What’s the point of keeping him out?  To take a stand against “cheating”?  Gaylord Perry’s reliance on the spitball didn’t keep him from making the Hall; he got at least 68 percent of the vote in each of his three years on the ballot.  Jim Bouton told us in Ball Four that Elston Howard used to doctor the ball for Whitey Ford, who could make it “drop, sail, break in, break out and sing ‘When Irish Eyes Are Smiling.’”

The time to take a stand against steroids users was during their careers.  Baseball looked the other way, had no testing program, embraced and exploited the power hitting that followed.  You can’t blame the players for taking advantage, just as a hitter would if someone was tipping his pitches, or a pitcher would if the ump gave him strikes a foot outside.

What are you going to do if someone is voted in, and then admits he was a user?  There’s no clause in the Hall constitution covering impeachment.

They did what they did when they did it.  Judge them in the context of their era, but the era itself can’t be undone.

Every record in baseball is affected by its time and place.  Bob Gibson’s 1.12 ERA in 1968 was aided by the ballparks, the mounds, and the strike-zone definition.  Babe Ruth’s 714 home runs would not have been possible without the livelier baseball put into play in the ‘20s.  Mel Ott hit 63.2 percent of his 511 homers in the Polo Grounds, which measured 257 feet down the right-field line and 279 to left.   Ted Williams was the last .400 hitter, but even in his .406 season he benefitted from Fenway Park, batting .380 on the road versus .428 at home.

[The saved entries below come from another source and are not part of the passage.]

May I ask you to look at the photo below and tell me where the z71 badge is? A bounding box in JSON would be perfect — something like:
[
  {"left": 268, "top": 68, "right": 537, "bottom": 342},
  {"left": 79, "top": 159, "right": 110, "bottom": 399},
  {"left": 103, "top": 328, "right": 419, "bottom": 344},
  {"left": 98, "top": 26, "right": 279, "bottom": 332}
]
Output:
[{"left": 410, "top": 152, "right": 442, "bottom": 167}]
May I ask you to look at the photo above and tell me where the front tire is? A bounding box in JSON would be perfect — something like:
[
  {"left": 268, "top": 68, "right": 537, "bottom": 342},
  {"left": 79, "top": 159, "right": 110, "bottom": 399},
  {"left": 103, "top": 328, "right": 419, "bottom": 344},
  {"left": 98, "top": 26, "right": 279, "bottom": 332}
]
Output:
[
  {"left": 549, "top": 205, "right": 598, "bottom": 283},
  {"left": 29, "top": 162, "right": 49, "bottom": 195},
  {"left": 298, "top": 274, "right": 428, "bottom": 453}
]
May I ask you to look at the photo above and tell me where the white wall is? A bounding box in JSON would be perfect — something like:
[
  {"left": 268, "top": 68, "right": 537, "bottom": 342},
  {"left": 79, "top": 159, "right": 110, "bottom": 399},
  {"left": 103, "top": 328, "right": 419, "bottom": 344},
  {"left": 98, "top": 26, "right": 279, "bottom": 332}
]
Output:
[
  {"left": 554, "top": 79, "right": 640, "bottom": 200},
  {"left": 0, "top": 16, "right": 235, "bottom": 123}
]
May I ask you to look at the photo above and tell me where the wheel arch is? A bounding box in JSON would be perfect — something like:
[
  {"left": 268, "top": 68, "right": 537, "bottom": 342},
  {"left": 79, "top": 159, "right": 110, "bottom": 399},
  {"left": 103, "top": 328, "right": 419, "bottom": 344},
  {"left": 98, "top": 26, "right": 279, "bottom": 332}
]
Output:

The great players on teams of the past took advantage of the huge disparity between the good teams and the bad in the days before organized farm systems and integration.  When the minor leagues were independent, there were undoubtedly several teams in the Pacific Coast League or the American Association that were better than the St. Louis Browns, or the Chicago White Sox, or the Philadelphia Phillies in the 1920s and ‘30s; there were surely several better teams in the Negro Leagues as well.  This, too, is part of the context we ignore when we enshrine players on the basis of supposedly pure performance.

A lot of people took performance enhancers.  Most of them did not do extraordinary things; some did, and the Hall of Fame exists to honor those who do.  Did performance enhancers help them?  Yes, probably – but the same is probably true of players who took the amphetamines (greenies) that were rampant in baseball from at least the 1950s on.  The players who took them certainly thought they were getting an advantage.  If they didn’t take steroids, it’s because the collective wisdom of baseball was opposed to weight training, believing it would reduce a player’s flexibility.  It’s not because they were morally opposed.

Four years is long enough for this sanctimonious charade.  There are a lot of people in the Hall of Fame you may not like or admire, except when they were batting, pitching, fielding, or running.  So what?  It’s baseball’s pantheon, not a calendar of saints.  If Barry Bonds and Roger Clemens – seven-time MVP and Cy Young winners, respectively — aren’t Hall of Famers, the term is meaningless.

Besides, it’s fun to think of Ty Cobb and Barry Bonds in the same room, if only in bronze.

POSTSCRIPT: For the record, this is not an argument in favor of admitting Pete Rose.  The rule against gambling must be upheld; players must know this is a line they cannot cross, and that no one is exempt.